Hello Possums, HO! HO! HO!

Thank you Jane for the one and only response: Good effort, but the answer is Badger, as he only has two legs. I can almost hear you screaming.
Well we are almost at the finishing line, not very seasonal weather, but we may just avoid a hosepipe ban next Summer!
Did you happen to read some of the pathetic excuses in the press recently given by people offloading unwanted pets? “He isn’t as cute as he was when he was a puppy; We have a new three piece suite and their colours clash; It breaks wind too much; It smells like a dog”, would you Adam & Eve it?
Toronto, Canada: The owner of Darwin, a seven month old rhesus macaque monkey, is desperate to have him back after he was found wandering around “IKEA” wearing only a sheepskin coat and a diaper. The manager of the store is extremely reluctant to return him as not only has he been entertaining customers with his antics, but he has also been assembling flat pack furniture in record time.
Youngstown, Ohio: A Vietnamese pot bellied pig, weighing 300lbs, survived a high speed crash which resulted in a stolen Nissan being written off. The pig was asleep on the rear seat of Wendy Thrasher’s car when it was taken from outside a friend’s house. Wendy told reporters “It’s a tremendous relief to know he is virtually unscathed and none the worst for his ordeal, it would have ruined our Christmas if we had lost him, he is a part of the family“. Some weeks later a reporter following up the story was shocked to see the pig with a wooden leg; he asked Wendy if the pig had sustained an injury after all? “Oh no! We couldn’t bear to have him butchered after all he has been through, so we just had one leg for Christmas dinner“.
A Ukrainian dumpling eating competition ended in tragedy when the winner Ivan Mendel collapsed after receiving his prize his prize for scoffing ten in record time, a one litre jar of sour cream which smashed. Poor Ivan gasped his last among a tangle broken glass and sour cream. His wife Maria was inconsolable, she said “I was relying on him winning the sour cream so I could make our favourite goulash it’s so typical of him selfish to the last“.
In India in an effort to reduce birth rates authorities have introduced a vasectomy lottery. Individuals who volunteer are given 600 Rupees and have their names entered in a weekly draw; on offer are televisions, motorbikes, food processors, and even a Tato pickup truck. The first volunteer amazed the surgeons when they discovered that he had three appendages as opposed to the usual two. He explained to them that this was his bonus ball.
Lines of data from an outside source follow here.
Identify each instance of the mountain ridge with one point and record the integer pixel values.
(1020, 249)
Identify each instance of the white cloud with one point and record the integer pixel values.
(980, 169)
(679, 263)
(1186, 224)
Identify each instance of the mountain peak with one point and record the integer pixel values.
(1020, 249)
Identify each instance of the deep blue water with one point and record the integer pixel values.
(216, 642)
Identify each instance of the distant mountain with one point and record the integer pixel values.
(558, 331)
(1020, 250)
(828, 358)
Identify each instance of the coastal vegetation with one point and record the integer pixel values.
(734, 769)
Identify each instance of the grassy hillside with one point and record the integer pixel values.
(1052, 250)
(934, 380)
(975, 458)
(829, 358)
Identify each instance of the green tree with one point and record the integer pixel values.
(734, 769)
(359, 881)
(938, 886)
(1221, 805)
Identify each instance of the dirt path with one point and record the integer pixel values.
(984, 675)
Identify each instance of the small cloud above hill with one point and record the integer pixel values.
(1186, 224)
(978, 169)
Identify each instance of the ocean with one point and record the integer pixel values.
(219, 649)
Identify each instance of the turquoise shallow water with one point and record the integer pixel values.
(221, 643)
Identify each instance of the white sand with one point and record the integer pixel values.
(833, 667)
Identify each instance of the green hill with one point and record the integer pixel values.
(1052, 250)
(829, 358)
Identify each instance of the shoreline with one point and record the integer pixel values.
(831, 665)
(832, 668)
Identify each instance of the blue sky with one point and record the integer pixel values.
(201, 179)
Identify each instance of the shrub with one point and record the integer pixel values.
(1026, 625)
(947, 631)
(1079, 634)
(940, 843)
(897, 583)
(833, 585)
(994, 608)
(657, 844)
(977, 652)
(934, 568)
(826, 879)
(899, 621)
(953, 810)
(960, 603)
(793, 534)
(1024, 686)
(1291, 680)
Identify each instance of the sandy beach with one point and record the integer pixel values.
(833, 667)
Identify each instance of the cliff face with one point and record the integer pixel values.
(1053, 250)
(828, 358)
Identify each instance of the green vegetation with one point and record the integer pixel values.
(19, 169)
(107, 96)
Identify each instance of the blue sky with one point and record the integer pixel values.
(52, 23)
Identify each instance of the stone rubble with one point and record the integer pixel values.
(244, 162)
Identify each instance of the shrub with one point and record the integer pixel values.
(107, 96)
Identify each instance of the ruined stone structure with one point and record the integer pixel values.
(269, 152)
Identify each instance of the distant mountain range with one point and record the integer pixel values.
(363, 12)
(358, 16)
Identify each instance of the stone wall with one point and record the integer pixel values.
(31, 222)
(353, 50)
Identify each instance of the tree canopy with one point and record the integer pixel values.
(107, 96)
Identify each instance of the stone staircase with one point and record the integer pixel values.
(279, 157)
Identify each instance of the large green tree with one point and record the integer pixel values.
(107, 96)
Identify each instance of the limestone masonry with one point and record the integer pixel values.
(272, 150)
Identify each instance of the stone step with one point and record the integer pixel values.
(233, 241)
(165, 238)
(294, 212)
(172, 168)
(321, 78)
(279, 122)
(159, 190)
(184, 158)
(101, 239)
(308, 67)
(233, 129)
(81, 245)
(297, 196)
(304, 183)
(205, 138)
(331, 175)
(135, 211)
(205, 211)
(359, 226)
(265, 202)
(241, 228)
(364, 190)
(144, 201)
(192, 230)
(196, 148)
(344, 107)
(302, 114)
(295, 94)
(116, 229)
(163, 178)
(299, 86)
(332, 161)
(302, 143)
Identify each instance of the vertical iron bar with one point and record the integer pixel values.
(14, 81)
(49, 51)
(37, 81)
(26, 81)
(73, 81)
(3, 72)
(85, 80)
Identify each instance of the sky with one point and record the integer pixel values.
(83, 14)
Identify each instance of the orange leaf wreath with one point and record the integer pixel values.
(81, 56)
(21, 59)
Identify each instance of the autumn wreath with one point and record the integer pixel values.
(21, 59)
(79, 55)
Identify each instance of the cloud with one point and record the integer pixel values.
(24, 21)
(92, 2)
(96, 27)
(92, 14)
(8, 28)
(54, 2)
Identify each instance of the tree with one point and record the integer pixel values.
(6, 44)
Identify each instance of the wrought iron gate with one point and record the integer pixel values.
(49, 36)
Turku, Finland: Motorists could soon be filling up on fuel made from ice cream after a compound found in the popular dessert could be adapted to power vehicles, Although scientists are optimistic the fuel will be limited to Sundae drivers only for the present.
A last minute attempt to resolve a long running dispute over unreasonable rent hikes at Marley’s Rastafarian hair stylists on Normanton Road in Derby has ended in dreadlock.
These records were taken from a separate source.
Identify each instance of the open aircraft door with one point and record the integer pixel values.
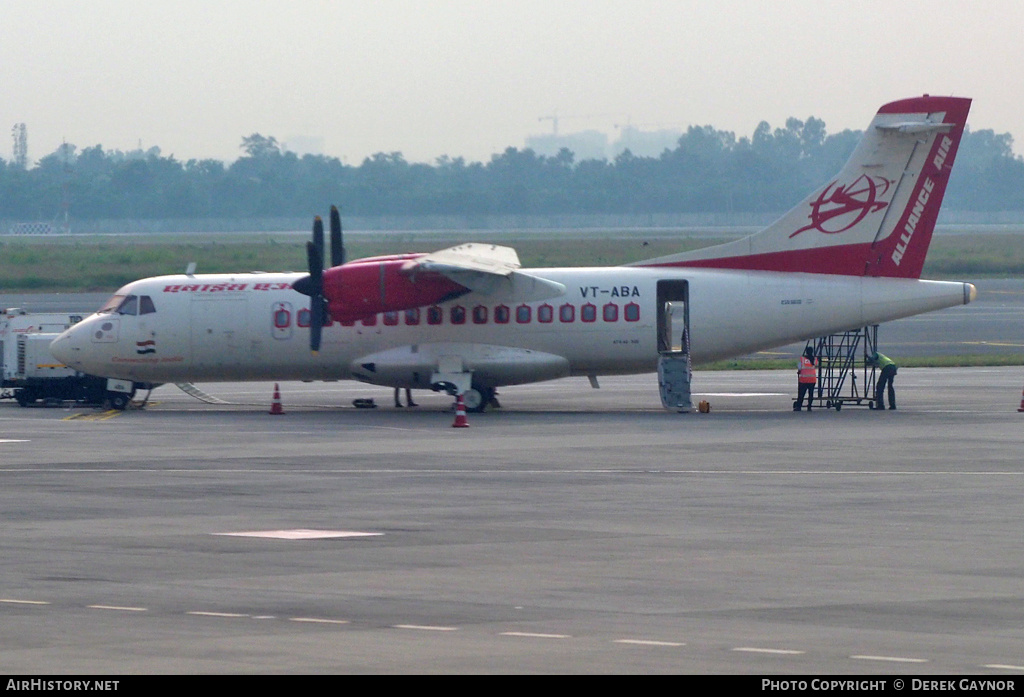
(674, 366)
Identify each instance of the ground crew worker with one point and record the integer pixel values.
(889, 368)
(807, 376)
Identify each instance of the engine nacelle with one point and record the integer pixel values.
(361, 289)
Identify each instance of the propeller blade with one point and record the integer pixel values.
(318, 236)
(315, 322)
(337, 248)
(312, 286)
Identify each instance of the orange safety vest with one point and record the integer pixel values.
(807, 372)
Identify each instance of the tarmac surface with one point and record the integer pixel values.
(573, 530)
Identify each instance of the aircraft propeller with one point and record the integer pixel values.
(312, 285)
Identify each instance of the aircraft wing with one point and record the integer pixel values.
(489, 269)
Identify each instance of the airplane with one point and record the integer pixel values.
(470, 319)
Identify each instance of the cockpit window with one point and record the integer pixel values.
(112, 305)
(129, 306)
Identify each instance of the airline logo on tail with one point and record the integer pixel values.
(840, 207)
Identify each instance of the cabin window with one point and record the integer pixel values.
(282, 319)
(588, 312)
(632, 312)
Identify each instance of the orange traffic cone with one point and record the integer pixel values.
(460, 414)
(275, 408)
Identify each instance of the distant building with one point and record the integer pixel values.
(646, 143)
(304, 144)
(586, 144)
(595, 145)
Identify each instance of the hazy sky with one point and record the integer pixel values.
(470, 78)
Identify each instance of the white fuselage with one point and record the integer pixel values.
(254, 327)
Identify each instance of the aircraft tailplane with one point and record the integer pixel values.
(876, 217)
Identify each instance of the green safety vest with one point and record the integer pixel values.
(884, 360)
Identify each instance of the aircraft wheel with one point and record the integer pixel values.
(477, 398)
(26, 397)
(118, 400)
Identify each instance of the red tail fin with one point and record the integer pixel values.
(876, 217)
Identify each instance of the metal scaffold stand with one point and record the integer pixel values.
(845, 377)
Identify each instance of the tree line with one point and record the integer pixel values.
(709, 171)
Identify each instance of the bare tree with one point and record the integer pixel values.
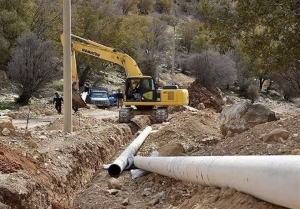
(145, 6)
(289, 82)
(32, 66)
(155, 44)
(212, 69)
(128, 5)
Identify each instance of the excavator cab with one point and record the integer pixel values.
(140, 89)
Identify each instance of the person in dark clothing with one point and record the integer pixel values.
(86, 87)
(57, 100)
(120, 97)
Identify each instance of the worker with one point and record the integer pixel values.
(86, 87)
(120, 97)
(137, 87)
(57, 100)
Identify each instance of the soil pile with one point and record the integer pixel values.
(199, 94)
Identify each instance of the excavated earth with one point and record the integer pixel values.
(43, 167)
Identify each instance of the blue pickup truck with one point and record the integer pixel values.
(98, 97)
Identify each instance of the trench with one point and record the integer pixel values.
(82, 173)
An apparently mentally ill Roman Catholic priest, who has regularly interrupted sporting events by running onto the pitch dressed in women’s clothing waving a banner warning of the impending apocalypse, has been sectioned under the mental health act and has subsequently been defrocked.
A great grandmother was asked to remove her hood on entering ‘Tesco Express’ in Preston. Barbara Frances, a retired clerk, had her hood up because it was raining, and had popped in for some cornflakes. An assistant was suspicious of her motives assuming that she may have been a cereal shoplifter.
North Carolina, U.S.A: Benjamin Greene entered ‘Spencer’s gift shop’ and was over the moon to find an inflatable doll modelled on his dream girl Miley Cyrus the singer. The store sells a selection of ‘latex love dolls’ including singers and actresses and boasts that for $19.90 you can live out your innermost fantasies with the girl of your dreams. Bargain eh? Alas next day a disillusioned Benjamin was demanding a refund. Customer Services asked him what the problem was with his purchase. He said “When I got home I inflated her very carefully and I sat back and waited and waited and she never sang so much as a single note”.
From the editor and staff of Weedkiller weekly a very Merry Christmas & a Happy New Year.

Back in January. P.B.
Did you happen to read some of the pathetic excuses in the press recently given by people offloading unwanted pets? “He isn’t as cute as he was when he was a puppy; We have a new three piece suite and their colours clash; It breaks wind too much; It smells like a dog”, would you Adam & Eve it?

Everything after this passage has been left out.